Re: [PATCH v2] 9p: fix i_size update race in getattr with writeback caching

From: Dominique Martinet

Date: Wed Feb 18 2026 - 09:11:52 EST

David Howells wrote on Wed, Feb 18, 2026 at 01:41:25PM +0000:
> > A better way is probably, in v9fs_stat2inode() and v9fs_stat2inode_dotl(), if
> > the inode isn't new, compare the values for stat->mtime to inode->i_mtime and
> > stat->length to v9inode->netfs.remote_i_size and if they differ mark the inode
> > as being remotely modified, invalidate the pagecache and reset inode->i_size.
> >
> > If stat->mtime == inode->i_mtime and stat->length ==
> > v9inode->netfs.remote_i_size, then don't alter inode->i_size.
>
> Also, you'd need to update remote_i_size upon successful completion of a write
> RPC call to increase it up to the end of the write.

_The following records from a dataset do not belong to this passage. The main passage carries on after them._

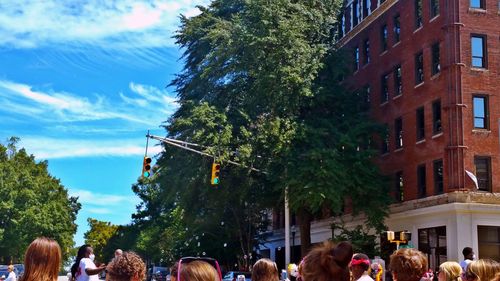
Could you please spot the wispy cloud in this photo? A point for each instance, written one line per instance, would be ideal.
(58, 107)
(52, 148)
(101, 199)
(125, 24)
(102, 203)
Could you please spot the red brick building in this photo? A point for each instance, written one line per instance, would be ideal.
(431, 72)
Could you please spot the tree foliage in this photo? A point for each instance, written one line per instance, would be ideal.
(33, 204)
(260, 86)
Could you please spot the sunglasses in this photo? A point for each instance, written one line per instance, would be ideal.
(186, 260)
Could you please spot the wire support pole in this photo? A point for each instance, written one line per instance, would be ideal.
(182, 145)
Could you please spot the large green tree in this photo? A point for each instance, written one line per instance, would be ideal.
(260, 87)
(33, 204)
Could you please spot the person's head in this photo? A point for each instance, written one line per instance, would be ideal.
(42, 260)
(126, 267)
(327, 263)
(81, 253)
(173, 271)
(450, 271)
(265, 270)
(118, 252)
(360, 263)
(468, 253)
(198, 270)
(482, 270)
(408, 264)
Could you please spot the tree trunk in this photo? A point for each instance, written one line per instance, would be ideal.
(305, 218)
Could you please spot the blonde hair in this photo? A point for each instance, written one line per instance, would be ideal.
(482, 270)
(408, 264)
(265, 270)
(42, 260)
(198, 271)
(452, 270)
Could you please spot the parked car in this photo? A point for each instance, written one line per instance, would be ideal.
(158, 273)
(233, 276)
(3, 274)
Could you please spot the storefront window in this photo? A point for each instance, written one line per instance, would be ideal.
(432, 242)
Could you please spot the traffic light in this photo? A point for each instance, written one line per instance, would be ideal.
(146, 167)
(215, 174)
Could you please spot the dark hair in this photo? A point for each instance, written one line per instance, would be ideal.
(79, 256)
(126, 267)
(327, 263)
(360, 256)
(42, 260)
(467, 251)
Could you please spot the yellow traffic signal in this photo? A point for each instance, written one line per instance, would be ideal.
(215, 174)
(146, 167)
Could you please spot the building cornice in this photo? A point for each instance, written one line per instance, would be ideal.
(366, 21)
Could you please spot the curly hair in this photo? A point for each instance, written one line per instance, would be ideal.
(408, 264)
(265, 270)
(482, 270)
(327, 263)
(127, 266)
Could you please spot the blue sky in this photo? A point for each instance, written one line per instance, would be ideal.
(81, 83)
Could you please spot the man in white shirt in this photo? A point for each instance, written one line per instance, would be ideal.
(12, 274)
(87, 270)
(360, 264)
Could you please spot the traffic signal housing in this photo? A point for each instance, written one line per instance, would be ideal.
(215, 174)
(146, 167)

I pointed out a couple of problems with that on IRC, so replying here
for everyone:
- for msize, it's set by the server (using server clock) anywhere
between our write request and the reply, so we can't predict it (we
could, however, remember that there's been an io or not, and if mtime
changes when there was no io we could use it to invalidate our cache or
something)
- for size, we'd need to flush (like the v1 of this patch) -- apparently
this is fs specific but it might make sense to flush unless
AT_STATX_DONT_SYNC is specified similarly to what nfs_getattr() does

This part is just me thinking out loud (not discussed properly), but I
kind of like what nfs does in fs/nfs/inode.c nfs_wcc_update_inode() and
nfs_check_inode_attributes(): if there are IOs in progress, they ignore
the server i_size:
if (fattr->valid & NFS_ATTR_FATTR_SIZE) {
cur_size = i_size_read(inode);
new_isize = nfs_size_to_loff_t(fattr->size);
if (cur_size != new_isize)
invalid |= NFS_INO_INVALID_SIZE;
}

If cache is used I agree with Christian that the client can be
considered correct, but I don't like the idea that we'd never catch a
server update that happens much later, but that might need work...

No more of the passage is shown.